The promoter(s) of the aromatase gene in male testicular cells
Serge Carreau et al. Reprod Biol. 2004 Mar.
Abstract
Aromatase is the terminal enzyme responsible for estrogen biosynthesis in mammals; it is present in various testicular cells including germ cells. The aromatase gene (Cyp19) is unique in humans and its expression is regulated in a tissue and more precisely, in a cell-specific manner via the alternative use of various promoters located in the first exon. Nevertheless, there is little information concerning the regulation of the testicular aromatase especially in germ cells. This prompted us to study the control of Cyp19 gene expression and its role in the regulation of the testicular androgen/estrogen ratio. Gonadotrophins and cAMP modulate aromatase expression in somatic cells which confirms that promoter II is controlled via CRE. Moreover, we have demonstrated that in highly purified germ cells from adult rats (pachytene spermatocytes and round spermatids), transforming growth factor beta (TGFbeta) inhibited the expression of Cyp19 in both germ cell types. In contrast, tumor necrosis factor alpha (TNFalpha) stimulated Cyp19 expression in pachytene spermatocytes. The effect of TNFalpha is amplified in presence of dexamethasone. Therefore, we suggest that in germ cells, TNFalpha enhances expression of aromatase through promoter PI.4 in pachytene spermatocytes, possibly via an AP1 site upstream the GAS element, while in round spermatids TNF requires glucocorticoids as a co-stimulator to increase Cyp19 gene expression.
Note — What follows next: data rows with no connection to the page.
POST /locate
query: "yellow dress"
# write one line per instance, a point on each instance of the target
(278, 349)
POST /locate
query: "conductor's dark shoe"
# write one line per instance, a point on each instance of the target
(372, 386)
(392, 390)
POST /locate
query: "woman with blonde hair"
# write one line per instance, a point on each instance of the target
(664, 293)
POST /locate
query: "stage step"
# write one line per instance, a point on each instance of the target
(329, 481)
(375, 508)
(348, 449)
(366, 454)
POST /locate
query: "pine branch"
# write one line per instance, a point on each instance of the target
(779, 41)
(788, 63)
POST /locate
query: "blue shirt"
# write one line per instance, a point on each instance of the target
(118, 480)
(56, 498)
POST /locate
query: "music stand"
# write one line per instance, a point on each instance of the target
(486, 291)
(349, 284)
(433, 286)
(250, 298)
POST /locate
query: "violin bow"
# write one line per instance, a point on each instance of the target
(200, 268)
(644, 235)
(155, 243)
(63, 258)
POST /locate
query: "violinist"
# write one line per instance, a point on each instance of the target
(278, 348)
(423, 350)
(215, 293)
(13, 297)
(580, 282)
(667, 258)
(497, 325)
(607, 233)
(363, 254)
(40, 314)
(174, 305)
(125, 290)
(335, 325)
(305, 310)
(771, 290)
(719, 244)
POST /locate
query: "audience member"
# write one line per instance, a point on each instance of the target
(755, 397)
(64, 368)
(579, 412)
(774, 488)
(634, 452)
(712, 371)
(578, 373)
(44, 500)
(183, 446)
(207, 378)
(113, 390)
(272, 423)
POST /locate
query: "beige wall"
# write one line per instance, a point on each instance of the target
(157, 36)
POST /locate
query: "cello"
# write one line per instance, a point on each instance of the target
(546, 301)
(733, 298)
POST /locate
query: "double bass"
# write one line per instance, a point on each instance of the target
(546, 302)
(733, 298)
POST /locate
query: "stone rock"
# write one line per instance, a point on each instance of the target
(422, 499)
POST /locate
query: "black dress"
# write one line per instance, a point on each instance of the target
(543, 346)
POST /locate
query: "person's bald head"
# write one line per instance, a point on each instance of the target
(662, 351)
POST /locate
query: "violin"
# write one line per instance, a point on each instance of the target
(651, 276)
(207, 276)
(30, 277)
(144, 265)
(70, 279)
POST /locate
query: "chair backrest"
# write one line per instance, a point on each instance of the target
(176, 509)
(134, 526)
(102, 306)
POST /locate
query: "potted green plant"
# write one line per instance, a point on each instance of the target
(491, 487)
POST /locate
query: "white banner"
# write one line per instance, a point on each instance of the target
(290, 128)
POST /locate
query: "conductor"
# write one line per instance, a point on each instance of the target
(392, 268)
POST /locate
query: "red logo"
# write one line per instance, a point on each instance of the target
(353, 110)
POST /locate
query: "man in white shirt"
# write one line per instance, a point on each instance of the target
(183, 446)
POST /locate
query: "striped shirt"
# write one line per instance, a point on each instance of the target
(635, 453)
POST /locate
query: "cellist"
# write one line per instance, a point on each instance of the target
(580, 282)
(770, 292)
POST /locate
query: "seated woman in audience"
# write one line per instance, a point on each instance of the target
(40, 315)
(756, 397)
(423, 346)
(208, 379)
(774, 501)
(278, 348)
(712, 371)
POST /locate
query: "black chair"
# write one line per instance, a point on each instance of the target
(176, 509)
In addition, we have shown that androgens and estrogens by themselves modulate Cyp19 gene expression in all testicular cell types studied suggesting the presence of ARE and ERE on the Cyp19 gene promoter(s). Finally, in presence of seminiferous tubules or Sertoli cell-conditioned media, aromatase transcripts are increased in both Leydig cells and germ cells suggesting that other locally produced modulators (e.g. LRH-1) are involved in the regulation of the aromatase gene expression especially in Leydig cells. Using RACE (Rapid Amplification of cDNA Ends)-PCR, we have confirmed that promoter II mainly directs expression of the aromatase gene in all testicular cell types studied in the rat. However, involvement of another promoter such as PI.4 is suggested as well.